- IATA: none; ICAO: none; FAA LID: IG05;

Summary
- Airport type: Private use
- Owner: James F. Wheeler
- Serves: Knox, Indiana
- Elevation AMSL: 720 ft / 219 m
- Coordinates: 41°11′23″N 086°36′25″W﻿ / ﻿41.18972°N 86.60694°W

Map
- IG05 Location of airport in Indiana

Runways
| Direction | Length |  | Surface |
| ft | m |
| 8/26 | 2,600 | 792 | Turf |

Statistics (1994)
- Aircraft operations: 7,284
- Based aircraft: 5
- Source: Federal Aviation Administration

= Wheeler Airport =

Wheeler Airport is a private use airport in Starke County, Indiana, United States. It is located six nautical miles (11 km) south of the central business district of Knox, Indiana, and was previously a public use airport.

== Facilities and aircraft ==
Wheeler Airport covers an area of 15 acres (6 ha) at an elevation of 720 feet (219 m) above mean sea level.
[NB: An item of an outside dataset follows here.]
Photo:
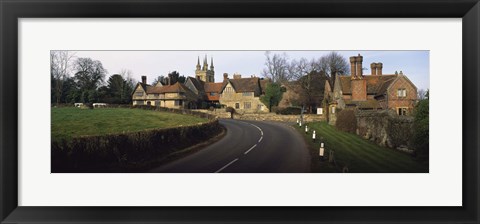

It has one runway designated 8/26 with a turf surface measuring 2,600 by 200 feet (792 x 61 m).

For the 12-month period ending November 30, 1994, the airport had 7,284 aircraft operations, an average of 19 per day: 97% general aviation and 3% air taxi. At that time there were five aircraft based at this airport: four single-engine and one ultralight.